Prof. Leonardo: Neste caso, a mulher transgênero foi seguida desde o início da puberdade e, ao ser realizado o bloqueio puberal durante a puberdade, ou seja, ela não desenvolveu as características sexuais secundárias masculinas relacionadas à testosterona. Depois, ela fez a terapia de transição de gênero para o gênero feminino com o estrógeno, hormônio feminino, e não há motivo para que ela seja impedida de competir, uma vez que foi realizado o bloqueio puberal e ela não foi exposta à testosterona durante a puberdade. Para ficar mais claro: ela não desenvolveu aspectos físicos e também performance relacionada ao gênero masculino, uma vez que ela foi bloqueada e foram dados em seguida os hormônios femininos para ela. O corpo da mulher trans desde a puberdade se desenvolveu como um corpo feminino, tanto em sua estrutura quanto em suas capacidades, então não há motivo para esse impedimento.

5.        Quais são os próximos passos acerca desse tema e por que você considera importante?

Prof. Leonardo: Sim, há previsão de novos estudos com atletas trans, sobretudo incluindo, também, homens transgênero. A questão das mulheres trans tem sido mais tocada do ponto de vista social e também científico em virtude das dúvidas sobre possíveis vantagens dessas mulheres em relação às mulheres cis no esporte. Mas não podemos esquecer dos homens transgênero, que também passam por uma terapia de transição corporal, são expostos a hormônios, no caso os hormônios masculinos (a testosterona), e não se sabe como isso impacta também na sua performance desportiva.

Então, o próximo passo é também aumentar o estudo para a população de homens transgênero, e fazer estudos relacionados a outros esportes, para tentarmos ter dados de forma mais clara sobre as habilidades que esses outros esportes utilizam. Por exemplo, estender para o basquete, para o futebol, para diversos outros esportes que utilizam outras habilidades, outras capacidades, e aí precisaríamos ver como é o comportamento do corpo trans feminino e masculino nesses aspectos.

6.        O que o levou a protagonizar este estudo?

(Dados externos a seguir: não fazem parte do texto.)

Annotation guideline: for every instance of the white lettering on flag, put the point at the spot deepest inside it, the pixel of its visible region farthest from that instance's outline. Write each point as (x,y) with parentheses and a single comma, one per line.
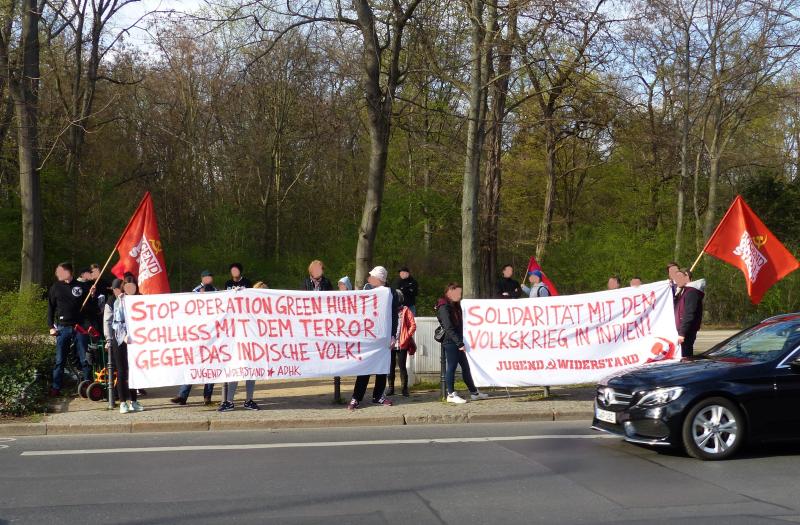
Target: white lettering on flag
(753,259)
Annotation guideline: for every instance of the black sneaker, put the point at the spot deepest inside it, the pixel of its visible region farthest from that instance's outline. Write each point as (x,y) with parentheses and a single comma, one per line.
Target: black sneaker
(226,406)
(382,401)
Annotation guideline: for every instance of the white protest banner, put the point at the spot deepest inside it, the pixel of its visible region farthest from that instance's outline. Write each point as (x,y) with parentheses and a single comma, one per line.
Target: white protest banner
(568,339)
(214,337)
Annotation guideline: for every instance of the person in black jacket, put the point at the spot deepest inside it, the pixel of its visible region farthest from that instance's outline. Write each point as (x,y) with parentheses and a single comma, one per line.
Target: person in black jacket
(448,312)
(409,289)
(65,311)
(377,278)
(508,287)
(316,280)
(688,311)
(237,280)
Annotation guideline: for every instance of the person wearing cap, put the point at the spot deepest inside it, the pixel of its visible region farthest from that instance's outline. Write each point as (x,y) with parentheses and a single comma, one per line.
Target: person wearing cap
(377,278)
(206,285)
(407,286)
(316,280)
(119,347)
(537,287)
(206,282)
(237,280)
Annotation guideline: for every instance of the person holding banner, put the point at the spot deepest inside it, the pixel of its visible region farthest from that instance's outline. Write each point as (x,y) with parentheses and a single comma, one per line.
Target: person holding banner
(377,278)
(537,288)
(688,310)
(507,287)
(119,350)
(249,384)
(64,316)
(206,285)
(448,311)
(316,280)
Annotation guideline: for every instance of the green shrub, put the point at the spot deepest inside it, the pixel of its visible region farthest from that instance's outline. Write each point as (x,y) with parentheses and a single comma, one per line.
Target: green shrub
(26,353)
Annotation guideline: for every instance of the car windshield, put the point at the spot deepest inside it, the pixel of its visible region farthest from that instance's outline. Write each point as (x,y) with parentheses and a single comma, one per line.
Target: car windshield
(761,343)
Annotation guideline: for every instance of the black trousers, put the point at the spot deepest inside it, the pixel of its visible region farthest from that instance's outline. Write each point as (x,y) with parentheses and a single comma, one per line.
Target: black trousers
(687,347)
(361,387)
(399,357)
(119,355)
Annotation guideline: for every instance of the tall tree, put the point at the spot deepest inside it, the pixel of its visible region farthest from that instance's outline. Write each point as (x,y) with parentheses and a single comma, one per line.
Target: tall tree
(20,66)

Prof. Leonardo: Há uma grande dúvida social a respeito das mulheres trans no esporte, sobre a capacidade delas de serem maiores do que as mulheres cis. Porém, antes da chegarmos nessa resposta, sobretudo na alta performance do esporte que envolve vidas de atletas que treinam para isso e é a profissão deles e em que há interesses econômicos da indústria do esporte, temos que pensar na população trans geral, na sociedade, não atleta, na sua relação com a atividade física. Há vários estudos mundiais que mostram que a população trans tem menos acesso ao exercício físico, seja por barreiras, como inclusão em grupos, a roupa utilizariam para praticar o esporte, ao banheiro utilizariam na academia ou no centro esportivo. Então, há várias barreiras para a inclusão da população trans na atividade física geral, no esporte em geral.

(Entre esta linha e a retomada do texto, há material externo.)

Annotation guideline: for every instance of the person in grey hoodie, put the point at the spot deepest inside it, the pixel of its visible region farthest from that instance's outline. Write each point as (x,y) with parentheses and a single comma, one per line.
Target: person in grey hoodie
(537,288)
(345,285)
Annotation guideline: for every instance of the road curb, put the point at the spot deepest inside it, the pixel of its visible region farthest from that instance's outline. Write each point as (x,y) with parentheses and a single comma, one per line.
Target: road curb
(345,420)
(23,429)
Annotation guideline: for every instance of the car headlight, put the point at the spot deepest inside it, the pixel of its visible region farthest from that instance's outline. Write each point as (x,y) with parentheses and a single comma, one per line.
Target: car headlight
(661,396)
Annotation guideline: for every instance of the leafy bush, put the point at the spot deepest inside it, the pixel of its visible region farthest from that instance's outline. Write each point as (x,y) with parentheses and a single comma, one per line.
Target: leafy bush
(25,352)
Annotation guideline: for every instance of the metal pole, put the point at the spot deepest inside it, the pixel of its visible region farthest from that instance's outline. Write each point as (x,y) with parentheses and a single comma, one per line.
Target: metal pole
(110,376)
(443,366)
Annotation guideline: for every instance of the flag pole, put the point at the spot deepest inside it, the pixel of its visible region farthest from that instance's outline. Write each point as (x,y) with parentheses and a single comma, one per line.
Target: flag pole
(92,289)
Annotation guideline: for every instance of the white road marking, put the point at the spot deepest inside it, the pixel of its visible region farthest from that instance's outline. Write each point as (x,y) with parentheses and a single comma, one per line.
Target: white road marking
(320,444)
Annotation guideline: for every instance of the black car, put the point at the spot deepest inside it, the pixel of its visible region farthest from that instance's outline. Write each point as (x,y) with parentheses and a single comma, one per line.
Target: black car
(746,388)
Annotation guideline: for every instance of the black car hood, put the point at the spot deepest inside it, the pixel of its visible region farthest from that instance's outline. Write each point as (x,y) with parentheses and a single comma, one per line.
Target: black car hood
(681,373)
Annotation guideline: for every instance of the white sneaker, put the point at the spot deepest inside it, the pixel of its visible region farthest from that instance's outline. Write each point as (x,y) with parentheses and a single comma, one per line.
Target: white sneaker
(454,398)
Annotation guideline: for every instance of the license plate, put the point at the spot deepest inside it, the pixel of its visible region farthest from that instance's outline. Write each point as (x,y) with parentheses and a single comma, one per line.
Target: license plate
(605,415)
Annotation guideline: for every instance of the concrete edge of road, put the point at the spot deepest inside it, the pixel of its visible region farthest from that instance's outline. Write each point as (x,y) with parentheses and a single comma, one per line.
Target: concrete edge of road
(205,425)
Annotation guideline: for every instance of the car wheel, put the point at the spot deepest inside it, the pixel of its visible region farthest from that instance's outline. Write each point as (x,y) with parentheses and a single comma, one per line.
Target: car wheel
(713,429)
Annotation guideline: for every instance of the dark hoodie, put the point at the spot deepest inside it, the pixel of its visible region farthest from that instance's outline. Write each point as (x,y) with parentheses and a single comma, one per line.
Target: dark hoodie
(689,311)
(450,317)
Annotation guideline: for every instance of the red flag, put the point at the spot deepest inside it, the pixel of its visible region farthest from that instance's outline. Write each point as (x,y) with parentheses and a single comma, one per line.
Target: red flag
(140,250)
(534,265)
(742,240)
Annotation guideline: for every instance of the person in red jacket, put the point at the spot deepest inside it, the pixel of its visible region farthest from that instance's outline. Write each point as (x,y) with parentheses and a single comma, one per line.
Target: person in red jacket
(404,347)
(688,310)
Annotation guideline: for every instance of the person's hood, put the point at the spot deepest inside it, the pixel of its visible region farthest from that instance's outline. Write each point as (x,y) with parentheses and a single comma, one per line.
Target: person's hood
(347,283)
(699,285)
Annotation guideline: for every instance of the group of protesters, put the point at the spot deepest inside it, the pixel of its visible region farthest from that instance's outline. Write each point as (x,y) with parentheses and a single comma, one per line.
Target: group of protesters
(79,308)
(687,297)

Sendo assim, uma vez que a população trans está mais afastada da atividade física, ela também não tem os benefícios do exercício para o ser humano em geral. Benefícios corporais em relação à saúde física e à própria saúde mental. Sabemos que o exercício melhora, por exemplo, índices de ansiedade e depressão. E é um bom modo de inclusão social.

Como a população trans tem dificuldade no acesso à atividade física, as pessoas acabam perdendo essa oportunidade que o exercício proporciona. Uma outra coisa também que eu queria dizer é que, uma vez que há essa dificuldade da inclusão da população trans na atividade física, seja no colégio ou na faculdade, eles também chegarão menos à alta performance. Porque se eles não têm oportunidade de praticar durante a adolescência ou a vida adulta, ou mesmo durante a infância, eles não têm a oportunidade de desenvolver essas capacidades e técnicas esportivas a fim de chegar no esporte de alta performance.

Sempre chama atenção que estamos preocupados com o pico do esporte, com o ápice, que é o atleta de alta performance, mas temos um grande problema ainda social aqui que abrange a maioria da população trans: a falta da prática de esportes fazendo parte da vida e de todos os benefícios que o esporte pode trazer.